Но придет этот день или не придет, все равно: вот я, один из несчастных, – и разве по моей вине? – говорю тебе: никого не сделал тысчастливым, но многих и многих обрек на страдания и гибель, и подвиг твой был подвигом бесплодным, как и их страдания. И я не знаю, говорю тебе, не тяжеле ли, не дороже ли на весах бытия бессилие мое, безверие мое, моя бездеятельность, чем весь твой исполинский труд, не знаю! Вслух этого сказать нельзя, но здесь мы с тобой одни… И если чему и учишь ты меня с высоты скалы твоей, то урок твой воспринимаю я так: все тлен, все суета сует, и не верь, не верь себе, человек, когда что-нибудь слепит глаза твои и зовет тебя мечта на подвиг трудный, будь осторожен, ибо нет никакого вероятия, что из подвига твоего вырастет спасение, но весьма вероятно, что единственным результатом его будут горы трупов и моря слез и крови…

Что? Молчишь? И все указуешь перстом вперед?

А я говорю тебе: впереди пустота и – я не иду за тобой!
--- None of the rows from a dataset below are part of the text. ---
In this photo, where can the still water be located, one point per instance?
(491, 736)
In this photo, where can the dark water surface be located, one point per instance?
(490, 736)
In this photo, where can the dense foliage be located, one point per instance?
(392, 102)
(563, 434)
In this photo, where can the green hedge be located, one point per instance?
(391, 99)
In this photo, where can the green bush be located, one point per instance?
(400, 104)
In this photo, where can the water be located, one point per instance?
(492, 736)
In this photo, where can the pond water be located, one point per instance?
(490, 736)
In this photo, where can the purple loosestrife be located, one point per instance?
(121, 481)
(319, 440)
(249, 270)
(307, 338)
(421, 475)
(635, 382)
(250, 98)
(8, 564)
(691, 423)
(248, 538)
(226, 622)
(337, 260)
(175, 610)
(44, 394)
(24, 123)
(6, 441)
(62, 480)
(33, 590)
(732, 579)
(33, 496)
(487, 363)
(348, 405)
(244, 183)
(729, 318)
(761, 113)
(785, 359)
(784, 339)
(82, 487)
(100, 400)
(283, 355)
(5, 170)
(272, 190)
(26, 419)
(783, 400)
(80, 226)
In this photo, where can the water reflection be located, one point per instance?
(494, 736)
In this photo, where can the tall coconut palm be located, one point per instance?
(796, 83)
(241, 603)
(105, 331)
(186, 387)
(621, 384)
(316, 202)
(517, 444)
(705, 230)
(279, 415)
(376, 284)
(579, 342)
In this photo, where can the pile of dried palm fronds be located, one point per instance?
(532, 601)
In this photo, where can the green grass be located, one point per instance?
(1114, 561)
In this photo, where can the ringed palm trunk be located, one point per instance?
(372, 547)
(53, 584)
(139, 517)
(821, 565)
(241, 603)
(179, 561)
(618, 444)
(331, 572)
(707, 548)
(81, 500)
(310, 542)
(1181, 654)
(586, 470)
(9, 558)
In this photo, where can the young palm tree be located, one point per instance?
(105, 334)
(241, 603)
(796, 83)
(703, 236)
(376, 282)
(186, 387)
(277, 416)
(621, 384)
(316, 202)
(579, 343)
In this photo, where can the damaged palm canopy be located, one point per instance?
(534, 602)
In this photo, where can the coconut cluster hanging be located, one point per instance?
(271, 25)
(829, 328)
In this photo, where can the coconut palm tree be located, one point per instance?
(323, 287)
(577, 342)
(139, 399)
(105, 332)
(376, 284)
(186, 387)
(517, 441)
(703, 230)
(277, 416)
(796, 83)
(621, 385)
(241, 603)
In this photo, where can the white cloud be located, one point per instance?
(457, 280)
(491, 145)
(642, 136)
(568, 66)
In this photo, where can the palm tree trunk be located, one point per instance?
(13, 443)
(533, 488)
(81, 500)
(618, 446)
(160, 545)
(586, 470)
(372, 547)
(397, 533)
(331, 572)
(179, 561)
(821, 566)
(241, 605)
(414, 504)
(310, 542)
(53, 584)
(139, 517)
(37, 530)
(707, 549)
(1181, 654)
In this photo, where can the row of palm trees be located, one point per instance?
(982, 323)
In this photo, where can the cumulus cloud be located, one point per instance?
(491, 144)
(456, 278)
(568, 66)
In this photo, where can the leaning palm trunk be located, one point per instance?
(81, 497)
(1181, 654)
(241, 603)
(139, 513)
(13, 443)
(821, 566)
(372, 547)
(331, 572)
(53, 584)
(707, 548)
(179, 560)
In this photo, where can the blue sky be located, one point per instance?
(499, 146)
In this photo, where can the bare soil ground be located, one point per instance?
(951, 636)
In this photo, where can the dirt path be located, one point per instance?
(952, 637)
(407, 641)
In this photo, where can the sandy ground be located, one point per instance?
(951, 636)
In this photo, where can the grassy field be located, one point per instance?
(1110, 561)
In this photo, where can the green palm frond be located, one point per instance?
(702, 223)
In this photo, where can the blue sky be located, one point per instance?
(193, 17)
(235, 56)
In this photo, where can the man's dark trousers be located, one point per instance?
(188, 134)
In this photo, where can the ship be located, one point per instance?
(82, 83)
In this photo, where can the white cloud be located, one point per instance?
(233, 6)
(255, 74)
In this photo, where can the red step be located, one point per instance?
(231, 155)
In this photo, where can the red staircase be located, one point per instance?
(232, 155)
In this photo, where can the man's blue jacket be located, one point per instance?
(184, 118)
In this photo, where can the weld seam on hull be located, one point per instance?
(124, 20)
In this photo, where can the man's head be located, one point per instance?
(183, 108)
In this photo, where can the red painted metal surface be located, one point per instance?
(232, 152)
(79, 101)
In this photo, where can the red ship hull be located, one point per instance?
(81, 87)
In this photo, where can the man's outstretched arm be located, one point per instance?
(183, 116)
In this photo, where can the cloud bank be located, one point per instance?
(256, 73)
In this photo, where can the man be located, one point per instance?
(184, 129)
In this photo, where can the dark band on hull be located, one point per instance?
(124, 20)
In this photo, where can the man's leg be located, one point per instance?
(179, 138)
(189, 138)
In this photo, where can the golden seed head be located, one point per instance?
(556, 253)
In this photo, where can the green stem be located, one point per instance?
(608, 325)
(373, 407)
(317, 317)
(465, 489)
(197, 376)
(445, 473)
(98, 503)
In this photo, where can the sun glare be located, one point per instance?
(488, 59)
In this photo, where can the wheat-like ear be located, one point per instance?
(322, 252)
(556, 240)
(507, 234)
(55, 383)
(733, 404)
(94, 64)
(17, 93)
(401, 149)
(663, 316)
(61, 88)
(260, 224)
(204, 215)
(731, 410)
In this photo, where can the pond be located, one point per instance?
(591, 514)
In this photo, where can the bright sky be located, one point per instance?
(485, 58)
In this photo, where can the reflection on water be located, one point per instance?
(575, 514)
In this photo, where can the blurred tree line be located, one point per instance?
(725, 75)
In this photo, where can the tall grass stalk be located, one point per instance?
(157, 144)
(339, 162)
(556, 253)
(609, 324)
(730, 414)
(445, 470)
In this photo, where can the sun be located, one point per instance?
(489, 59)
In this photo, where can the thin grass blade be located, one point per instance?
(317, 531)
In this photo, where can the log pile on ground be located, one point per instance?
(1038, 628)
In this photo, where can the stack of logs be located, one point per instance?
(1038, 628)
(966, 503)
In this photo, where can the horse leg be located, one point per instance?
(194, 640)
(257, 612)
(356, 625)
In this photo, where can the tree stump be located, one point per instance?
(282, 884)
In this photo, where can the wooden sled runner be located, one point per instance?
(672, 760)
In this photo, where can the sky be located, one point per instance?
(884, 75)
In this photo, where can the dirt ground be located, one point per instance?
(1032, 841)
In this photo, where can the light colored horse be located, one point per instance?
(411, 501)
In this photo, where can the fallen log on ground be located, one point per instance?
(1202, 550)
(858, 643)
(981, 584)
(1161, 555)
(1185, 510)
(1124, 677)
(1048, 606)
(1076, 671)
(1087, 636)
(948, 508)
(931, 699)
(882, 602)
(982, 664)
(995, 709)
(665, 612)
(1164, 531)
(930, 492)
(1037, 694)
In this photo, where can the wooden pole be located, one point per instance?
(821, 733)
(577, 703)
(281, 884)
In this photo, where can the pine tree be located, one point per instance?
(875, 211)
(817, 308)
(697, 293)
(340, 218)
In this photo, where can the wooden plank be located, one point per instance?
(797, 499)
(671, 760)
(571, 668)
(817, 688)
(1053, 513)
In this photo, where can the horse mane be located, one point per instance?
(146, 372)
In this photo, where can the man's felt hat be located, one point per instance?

Ты прекрасен, повторяю, в безумном ослеплении твоем, я невольно люблю тебя, но я восстаю против тебя восстанием тихим… Я – не твой…»

Полный месяц в бездонном небе ярко освещал огромный, сверкающий миллионами огней город и пустынную площадь, и дивного всадника на крутой скале, и слабую зяблую фигурку человека, который, подняв воротник, стоял перед ним и смотрел в страшное лицо всадника мученическими глазами…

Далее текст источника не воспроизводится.